The preferred first-line treatments remain two antiviral medications, tenofovir and entecavir, both taken as daily pills. These drugs suppress the virus effectively and have a high barrier to resistance, meaning the virus is unlikely to develop the ability to evade them. Treatment is typically long-term, often lifelong, because stopping antivirals can allow the virus to reactivate.
HIV and Hepatitis B Coinfection
People living with both HIV and hepatitis B need a carefully coordinated treatment plan because several HIV medications also work against hepatitis B. The standard approach is to build an HIV regimen around drugs that suppress both viruses simultaneously. This dual activity is convenient, but it also means that if HIV treatment is changed or stopped, hepatitis B can flare dangerously. Any switch in HIV medications for someone with coinfection must maintain coverage against hepatitis B, either by keeping the active drugs in the regimen or adding a dedicated hepatitis B medication.
Using only a single drug with hepatitis B activity inside an HIV regimen is not recommended, because the virus can develop resistance to that drug, leaving fewer future treatment options.
WHO’s 2030 Elimination Targets
WHO’s elimination strategy rests on five service coverage targets spanning prevention and treatment. If countries meet these benchmarks, modeling suggests new chronic hepatitis B infections could drop by 90% and deaths by 65% compared to a scenario where current efforts simply continue at their present pace. The pillars include high coverage of infant vaccination (especially the birth dose), widespread testing and diagnosis, access to antiviral treatment for those who need it, prevention of mother-to-child transmission, and blood and injection safety.

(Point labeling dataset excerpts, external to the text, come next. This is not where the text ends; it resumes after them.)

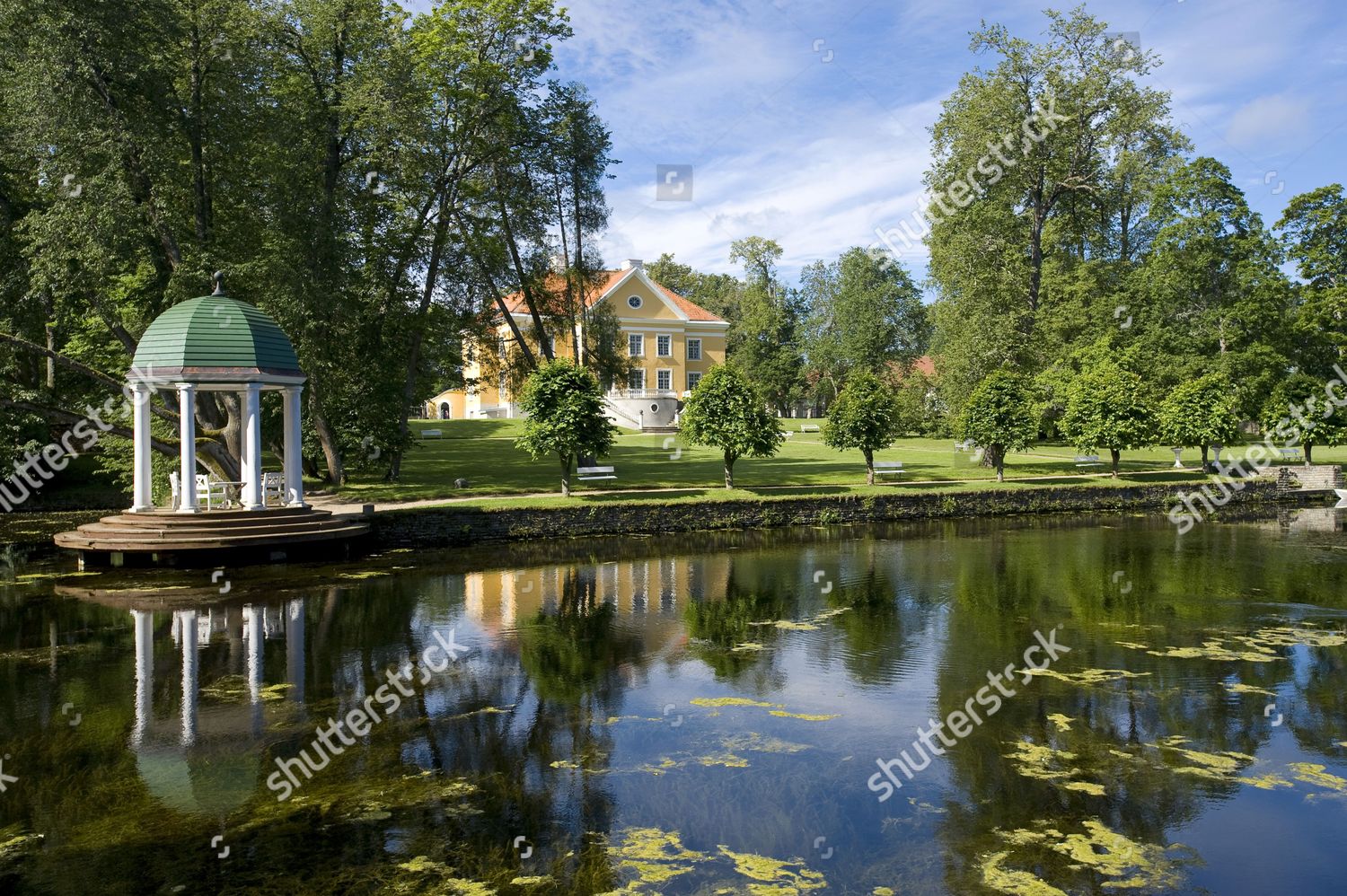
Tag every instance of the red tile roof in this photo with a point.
(557, 285)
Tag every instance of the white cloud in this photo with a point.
(1271, 121)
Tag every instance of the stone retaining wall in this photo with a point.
(452, 527)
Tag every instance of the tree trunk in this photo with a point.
(331, 452)
(418, 333)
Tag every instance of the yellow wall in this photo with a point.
(655, 317)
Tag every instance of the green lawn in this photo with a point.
(482, 452)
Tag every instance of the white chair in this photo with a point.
(209, 491)
(212, 491)
(272, 486)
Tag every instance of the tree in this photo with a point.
(867, 415)
(726, 412)
(566, 417)
(1109, 407)
(861, 314)
(764, 339)
(1031, 180)
(1201, 414)
(1212, 285)
(1315, 228)
(999, 417)
(717, 293)
(1299, 412)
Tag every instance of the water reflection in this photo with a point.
(735, 690)
(198, 759)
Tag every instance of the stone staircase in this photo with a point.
(1320, 478)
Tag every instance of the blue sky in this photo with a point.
(807, 120)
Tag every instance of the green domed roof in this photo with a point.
(216, 333)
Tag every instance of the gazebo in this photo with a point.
(215, 344)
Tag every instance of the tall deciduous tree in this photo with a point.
(999, 417)
(1315, 226)
(1110, 407)
(1024, 154)
(727, 414)
(764, 339)
(861, 314)
(566, 417)
(1201, 414)
(865, 417)
(1299, 412)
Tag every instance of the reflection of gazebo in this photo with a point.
(212, 763)
(215, 344)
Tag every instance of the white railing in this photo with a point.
(641, 393)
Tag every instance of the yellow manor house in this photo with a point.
(671, 339)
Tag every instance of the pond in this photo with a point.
(748, 712)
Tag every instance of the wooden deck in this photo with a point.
(266, 535)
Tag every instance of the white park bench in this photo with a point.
(590, 473)
(209, 491)
(272, 487)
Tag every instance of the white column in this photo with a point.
(145, 628)
(188, 433)
(253, 632)
(295, 648)
(252, 448)
(142, 489)
(188, 620)
(294, 453)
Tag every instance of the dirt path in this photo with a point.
(337, 505)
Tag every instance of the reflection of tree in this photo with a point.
(717, 627)
(577, 651)
(873, 627)
(1160, 745)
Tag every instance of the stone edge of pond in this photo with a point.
(452, 526)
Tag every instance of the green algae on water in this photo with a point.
(1061, 723)
(1096, 849)
(1086, 677)
(788, 876)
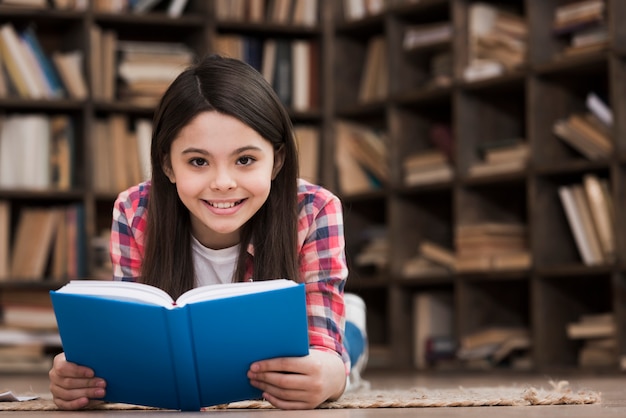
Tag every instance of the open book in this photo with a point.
(182, 354)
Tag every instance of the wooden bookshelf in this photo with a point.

Progress has been uneven. Infant vaccination coverage has improved dramatically in many countries, but access to testing and treatment remains low, particularly in low- and middle-income countries where the burden is greatest. The 2024 Global Hepatitis Report highlighted this gap, noting that the daily death toll of 3,500 people reflects, in large part, a failure to connect diagnosed individuals with available care.